Olga 41 kazakhstan dating dating hampshire new
However, a very similar mutation rate estimate of 0.76 × 10 per bp per yr was determined independently from a different ancient DNA specimen of much older age by a recent study (Fu et al. We uncovered new phylogenetic structure and reappraised haplogroup definitions and their branch lengths in the global phylogeny (Fig. 2013) to root the phylogeny and to determine the ancestral versus derived states of the variable sites (Supplemental Table S8).
We estimated the age of the split between A00 and the rest at 254 thousand yr ago (kya) (95% CI 192–307 kya; Supplemental Table S7).

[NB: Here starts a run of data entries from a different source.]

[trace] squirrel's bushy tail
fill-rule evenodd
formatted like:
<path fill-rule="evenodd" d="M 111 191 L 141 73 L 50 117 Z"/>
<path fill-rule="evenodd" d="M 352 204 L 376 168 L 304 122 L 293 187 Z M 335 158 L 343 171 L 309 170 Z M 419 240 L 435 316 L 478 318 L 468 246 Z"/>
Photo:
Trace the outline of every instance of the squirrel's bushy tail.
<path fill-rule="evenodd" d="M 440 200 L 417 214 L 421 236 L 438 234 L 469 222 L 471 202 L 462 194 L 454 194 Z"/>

Y chromosome (Chr Y) data from X-degenerate nonrecombining regions was extracted using cgatools and analyzed in combination with publicly available data (Drmanac et al. This information was based on STR profiles and SNP genotyping (Mendez et al. Sequencing was performed on the Illumina Hi Seq 2000 machines at the Genomic Research Center, Gene by Gene, Houston, Texas, at 30× aimed coverage. was supported by ERC Starting Investigator grant FP7-261213.
We used BWA 0.5.9 (Li and Durbin 2009) to map the paired-end reads to the GRCh37 human reference sequence, removing PCR duplicates with SAMtools 0.1.19 rmdup command (Li et al. was additionally supported by Russian Federation President Grant for young scientists MK-2845.2014.4.
We hypothesize that this bottleneck is caused by cultural changes affecting variance of reproductive success among males. Only main haplogroup labels are shown (details are provided in Supplemental Information 6).
Despite the higher per-base-mutation rate of mt DNA, the much greater length of the Y chromosome (Chr Y) offers the highest genealogical resolution of all non-recombining loci in the human genome. As a result, the precise order and timing of the phylogenetic splits has only recently started to emerge from whole Y chromosome sequences (Francalacci et al. Colors indicate geographic origin of samples (Supplemental Table S1), and fill proportions of the collapsed clades represent the proportion of samples from a given region.
A historical example might be the Mongol expansions (Zerjal et al. Innovations in transportation technology (e.g., the invention of the wheel, horse and camel domestication, and open water sailing) might have contributed to this pattern. was supported by The Russian Foundation for Basic Research 5-a, The Russian Humanitarian Scientific Foundation 4, and the Program of the Basic Research of the RAS Presidium “Biological diversity.” B. was supported by Presidium of Russian Academy of Sciences grant number 12-I-P30-12.
Data quality assessment by evaluating SNP differences between father-son pairs resulted in an average of approximately one mutation per pair, indicating a low false-positive rate, and only 588 recurrent sites (1.6%) observed in the filtered data.
It is commonly thought that human genetic diversity in non-African populations was shaped primarily by an out-of-Africa dispersal 50–100 thousand yr ago (kya). Here, we combine 299 new whole Y chromosome high-coverage sequences from 110 populations with similar publicly available data (Fig. We use these 456 sequences to estimate the coalescent times and order of haplogroup splits (Supplemental Information 3,4), and we use simulations (Supplemental Information 5) to test the scenarios that can explain the observed patterns in the mt DNA and Y chromosome data for a subset of 320 individuals.
Here, we present a study of 456 geographically diverse high-coverage Y chromosome sequences, including 299 newly reported samples. The phylogenetic tree of 456 whole Y chromosome sequences and a map of sampling locations.
Applying ancient DNA calibration, we date the Y-chromosomal most recent common ancestor (MRCA) in Africa at 254 (95% CI 192–307) kya and detect a cluster of major non-African founder haplogroups in a narrow time interval at 47–52 kya, consistent with a rapid initial colonization model of Eurasia and Oceania after the out-of-Africa bottleneck. The phylogenetic tree is reconstructed using BEAST.
In contrast to demographic reconstructions based on mt DNA, we infer a second strong bottleneck in Y-chromosome lineages dating to the last 10 ky. Clades coalescing within 10% of the overall depth of the tree have been collapsed.
Further insights into the causes of such sex-specific patterns will benefit from population-scale Y chromosome data from ancient DNA studies and their interpretation in an interdisciplinary framework including also archaeological and paleoclimatic evidence and integrative spatially explicit simulations. For quality checks, we used additional data from 10 Estonian first-degree relatives, 24 Dutch father-son pairs, and four duplicate samples. was supported by the Centre of Translational Genomics of the University of Tartu SP1GVARENG.